UK and Germany 12-inch
1. "Radio Song" – 4:15
2. "Love Is All Around" (Reg Presley) (live)^{1} – 3:15
3. "Shiny Happy People (Music Mix)"

===Notes===
^{1} Recorded on Rockline, Los Angeles, California; April 1, 1991.

^{2} Incorrectly listed as "Fox Theater, Atlanta, Georgia; November 13, 1989"; actually from Miami Arena, Miami (FL), April 29, 1989.

^{3} Taken from the live performance video, Tourfilm.

^{4} Recorded at the Coliseum, Greensboro, North Carolina; November 10, 1989.

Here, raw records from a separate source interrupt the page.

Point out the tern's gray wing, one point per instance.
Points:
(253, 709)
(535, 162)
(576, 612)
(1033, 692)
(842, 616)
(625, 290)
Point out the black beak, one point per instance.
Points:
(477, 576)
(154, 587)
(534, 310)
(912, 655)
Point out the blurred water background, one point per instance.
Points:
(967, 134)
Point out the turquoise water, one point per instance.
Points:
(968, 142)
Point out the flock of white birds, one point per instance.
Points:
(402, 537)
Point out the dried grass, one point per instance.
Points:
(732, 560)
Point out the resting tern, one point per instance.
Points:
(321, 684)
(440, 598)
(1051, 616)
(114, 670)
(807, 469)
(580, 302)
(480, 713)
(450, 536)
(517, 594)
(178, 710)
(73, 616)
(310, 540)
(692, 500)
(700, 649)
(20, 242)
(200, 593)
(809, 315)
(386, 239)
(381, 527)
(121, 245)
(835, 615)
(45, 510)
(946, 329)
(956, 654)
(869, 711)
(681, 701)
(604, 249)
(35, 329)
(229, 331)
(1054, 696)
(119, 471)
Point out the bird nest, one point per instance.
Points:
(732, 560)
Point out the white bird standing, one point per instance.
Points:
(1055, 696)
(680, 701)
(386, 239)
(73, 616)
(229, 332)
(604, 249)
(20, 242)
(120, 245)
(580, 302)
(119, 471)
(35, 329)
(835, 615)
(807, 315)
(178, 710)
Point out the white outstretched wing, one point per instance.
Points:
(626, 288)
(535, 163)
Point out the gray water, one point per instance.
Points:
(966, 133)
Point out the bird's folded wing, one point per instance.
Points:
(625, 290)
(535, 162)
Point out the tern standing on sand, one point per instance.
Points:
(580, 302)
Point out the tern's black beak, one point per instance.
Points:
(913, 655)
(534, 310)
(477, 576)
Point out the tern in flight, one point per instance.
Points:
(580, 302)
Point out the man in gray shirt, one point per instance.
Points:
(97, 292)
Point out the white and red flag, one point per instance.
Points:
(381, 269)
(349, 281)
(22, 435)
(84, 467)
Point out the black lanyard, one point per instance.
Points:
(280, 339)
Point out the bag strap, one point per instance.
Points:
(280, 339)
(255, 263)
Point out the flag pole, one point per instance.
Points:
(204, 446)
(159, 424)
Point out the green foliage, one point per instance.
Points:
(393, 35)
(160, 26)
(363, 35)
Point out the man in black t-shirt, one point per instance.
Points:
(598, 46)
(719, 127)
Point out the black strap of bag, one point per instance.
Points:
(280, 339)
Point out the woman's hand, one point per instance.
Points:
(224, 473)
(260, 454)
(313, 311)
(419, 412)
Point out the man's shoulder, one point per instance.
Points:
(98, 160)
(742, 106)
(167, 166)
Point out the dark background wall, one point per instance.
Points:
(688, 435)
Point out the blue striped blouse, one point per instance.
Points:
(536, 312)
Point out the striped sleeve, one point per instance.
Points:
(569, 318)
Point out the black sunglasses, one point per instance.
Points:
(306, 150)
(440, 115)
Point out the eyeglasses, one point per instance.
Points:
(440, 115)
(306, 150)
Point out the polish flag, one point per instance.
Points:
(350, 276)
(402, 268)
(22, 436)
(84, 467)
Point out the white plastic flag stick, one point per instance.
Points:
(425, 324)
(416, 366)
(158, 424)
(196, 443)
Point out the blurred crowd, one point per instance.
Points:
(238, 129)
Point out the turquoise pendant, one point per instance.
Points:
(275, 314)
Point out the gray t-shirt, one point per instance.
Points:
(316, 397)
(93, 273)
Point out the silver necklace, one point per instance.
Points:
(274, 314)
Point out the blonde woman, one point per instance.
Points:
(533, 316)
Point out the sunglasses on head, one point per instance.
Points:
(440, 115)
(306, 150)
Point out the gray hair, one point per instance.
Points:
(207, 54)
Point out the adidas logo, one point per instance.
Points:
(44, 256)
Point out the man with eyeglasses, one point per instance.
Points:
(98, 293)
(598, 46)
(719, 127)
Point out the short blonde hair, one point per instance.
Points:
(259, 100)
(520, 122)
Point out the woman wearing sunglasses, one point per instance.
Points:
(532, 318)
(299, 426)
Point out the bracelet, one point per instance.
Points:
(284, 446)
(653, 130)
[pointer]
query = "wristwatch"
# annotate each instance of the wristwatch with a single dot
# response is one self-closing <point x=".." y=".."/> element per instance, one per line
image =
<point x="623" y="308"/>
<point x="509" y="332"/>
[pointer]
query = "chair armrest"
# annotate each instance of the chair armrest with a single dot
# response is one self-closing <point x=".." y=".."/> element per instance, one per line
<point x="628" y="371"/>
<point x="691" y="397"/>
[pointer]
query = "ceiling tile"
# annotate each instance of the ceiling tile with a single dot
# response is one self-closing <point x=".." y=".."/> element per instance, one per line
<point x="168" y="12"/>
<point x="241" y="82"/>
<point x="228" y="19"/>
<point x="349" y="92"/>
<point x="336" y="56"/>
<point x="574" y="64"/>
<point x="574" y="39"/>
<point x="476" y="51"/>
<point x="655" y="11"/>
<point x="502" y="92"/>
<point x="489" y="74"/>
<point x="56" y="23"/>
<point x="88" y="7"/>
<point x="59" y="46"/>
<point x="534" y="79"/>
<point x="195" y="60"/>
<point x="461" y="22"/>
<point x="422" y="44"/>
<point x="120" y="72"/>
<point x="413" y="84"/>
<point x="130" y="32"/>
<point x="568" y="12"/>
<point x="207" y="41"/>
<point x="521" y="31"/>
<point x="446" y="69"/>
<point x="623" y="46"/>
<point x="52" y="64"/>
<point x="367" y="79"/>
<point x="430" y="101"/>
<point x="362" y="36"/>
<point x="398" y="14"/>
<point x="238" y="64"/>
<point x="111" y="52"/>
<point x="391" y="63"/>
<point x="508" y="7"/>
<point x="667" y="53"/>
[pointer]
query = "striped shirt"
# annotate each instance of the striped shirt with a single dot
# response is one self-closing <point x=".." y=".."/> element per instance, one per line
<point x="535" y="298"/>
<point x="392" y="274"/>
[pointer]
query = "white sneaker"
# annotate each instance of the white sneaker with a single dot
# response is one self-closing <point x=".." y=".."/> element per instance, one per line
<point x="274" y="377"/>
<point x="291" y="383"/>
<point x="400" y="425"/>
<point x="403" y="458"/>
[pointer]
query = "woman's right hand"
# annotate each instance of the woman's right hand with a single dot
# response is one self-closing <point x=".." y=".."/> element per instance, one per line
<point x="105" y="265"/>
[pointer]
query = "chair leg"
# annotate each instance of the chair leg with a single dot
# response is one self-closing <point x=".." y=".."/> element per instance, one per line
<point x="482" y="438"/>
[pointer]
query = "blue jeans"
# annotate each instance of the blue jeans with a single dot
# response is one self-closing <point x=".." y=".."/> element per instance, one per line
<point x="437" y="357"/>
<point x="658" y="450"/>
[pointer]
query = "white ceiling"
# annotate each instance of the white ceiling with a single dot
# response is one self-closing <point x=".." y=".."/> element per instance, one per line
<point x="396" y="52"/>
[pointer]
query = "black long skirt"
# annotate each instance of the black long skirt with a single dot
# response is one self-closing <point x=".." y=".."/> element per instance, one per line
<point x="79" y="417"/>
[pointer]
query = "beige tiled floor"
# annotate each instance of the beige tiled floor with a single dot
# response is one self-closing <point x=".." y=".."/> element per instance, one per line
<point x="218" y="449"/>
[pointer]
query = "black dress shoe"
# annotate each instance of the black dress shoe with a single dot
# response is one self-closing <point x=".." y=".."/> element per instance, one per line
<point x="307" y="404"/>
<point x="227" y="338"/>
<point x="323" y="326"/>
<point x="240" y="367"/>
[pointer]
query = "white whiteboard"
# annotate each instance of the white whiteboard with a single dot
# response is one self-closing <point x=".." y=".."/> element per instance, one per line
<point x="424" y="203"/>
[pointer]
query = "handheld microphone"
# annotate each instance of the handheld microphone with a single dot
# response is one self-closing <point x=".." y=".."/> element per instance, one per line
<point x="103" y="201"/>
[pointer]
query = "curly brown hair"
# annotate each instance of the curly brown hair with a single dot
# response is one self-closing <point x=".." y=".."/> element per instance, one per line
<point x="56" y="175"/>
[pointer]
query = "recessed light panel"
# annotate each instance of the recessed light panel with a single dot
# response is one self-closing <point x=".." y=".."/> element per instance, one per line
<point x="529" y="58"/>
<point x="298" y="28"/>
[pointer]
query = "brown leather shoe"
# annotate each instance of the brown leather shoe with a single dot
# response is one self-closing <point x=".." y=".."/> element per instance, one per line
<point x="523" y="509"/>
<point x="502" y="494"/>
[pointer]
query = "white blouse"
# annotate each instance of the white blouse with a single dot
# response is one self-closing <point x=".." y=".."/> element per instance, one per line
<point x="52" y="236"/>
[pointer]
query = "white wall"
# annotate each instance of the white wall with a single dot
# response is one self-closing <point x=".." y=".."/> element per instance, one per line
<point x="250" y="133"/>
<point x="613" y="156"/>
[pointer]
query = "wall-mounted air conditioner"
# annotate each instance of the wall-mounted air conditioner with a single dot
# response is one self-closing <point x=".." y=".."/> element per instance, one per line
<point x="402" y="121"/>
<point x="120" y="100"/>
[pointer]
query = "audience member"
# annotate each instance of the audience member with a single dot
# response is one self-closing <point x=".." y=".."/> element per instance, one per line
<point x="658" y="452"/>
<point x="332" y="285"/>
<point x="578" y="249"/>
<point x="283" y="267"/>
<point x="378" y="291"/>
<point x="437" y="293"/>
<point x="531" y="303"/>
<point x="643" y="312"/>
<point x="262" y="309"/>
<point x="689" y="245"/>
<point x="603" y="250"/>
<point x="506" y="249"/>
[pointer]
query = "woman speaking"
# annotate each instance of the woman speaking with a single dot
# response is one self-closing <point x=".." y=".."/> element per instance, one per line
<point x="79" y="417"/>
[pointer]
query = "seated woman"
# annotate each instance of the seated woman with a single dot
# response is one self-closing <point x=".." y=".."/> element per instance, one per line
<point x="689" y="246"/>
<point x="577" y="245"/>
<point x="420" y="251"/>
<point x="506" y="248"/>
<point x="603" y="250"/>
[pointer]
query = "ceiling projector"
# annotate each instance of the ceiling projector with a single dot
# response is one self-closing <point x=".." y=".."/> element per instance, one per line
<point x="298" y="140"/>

Details for the second and third live recordings (tracks three and four) for "Collectors' Edition" are not provided on the CD materials.

==Personnel==
Personnel are taken from the Out of Time liner notes.

R.E.M.
- Bill Berry – drums, percussion
- Peter Buck – guitar
- Mike Mills – organ, bass guitar
- Michael Stipe – vocals

Additional musicians
- Peter Holsapple – bass guitar
- Kidd Jordan – baritone, tenor and alto saxophone
- KRS-One – rapping
- Scott Litt – echo-loop feed

Strings

- David Arenz – violin
- Ellie Arenz – violin
- Mark Bingham – string arrangement
- David Braitberg – violin
- Andrew Cox – cello
- Reid Harris – viola
- Ralph Jones – double bass
- Dave Kempers – violin
- Elizabeth Murphy – cello
- Paul Murphy – lead viola

==Charts==

| Chart (1991) | Peak position |
|---|---|
| Australia (ARIA) | 105 |
| Europe (Eurochart Hot 100) | 53 |
| Ireland (IRMA) | 5 |
| Netherlands (Dutch Top 40 Tipparade) | 6 |
| Netherlands (Single Top 100) | 56 |
| Portugal (AFP) | 3 |
| UK Singles (OCC) | 28 |
| UK Airplay (Music Week) | 18 |
| US Cash Box Top 100 | 75 |

==Release history==

| Region | Date | Format(s) | Label(s) | Ref. |
| United Kingdom | November 4, 1991 | 7-inch vinyl; 12-inch vinyl; CD; | Warner Bros. |  |
| Australia | November 11, 1991 | Cassette |  |

==Bingo Hand Job version==
A live version of "Radio Song" was released in early 2019 via Noisetrade. Recorded in 1991 at The Borderline in London, the track was credited to Bingo Hand Job, a pseudonym for R.E.M. and guests (who also adopted various fake names). A recording of the much bootlegged full concert was officially released in April 2019 as Live at the Borderline 1991.

==Use in other media==
The song was featured in the Cameron Crowe film Singles (1992), although it is not included in the official soundtrack album.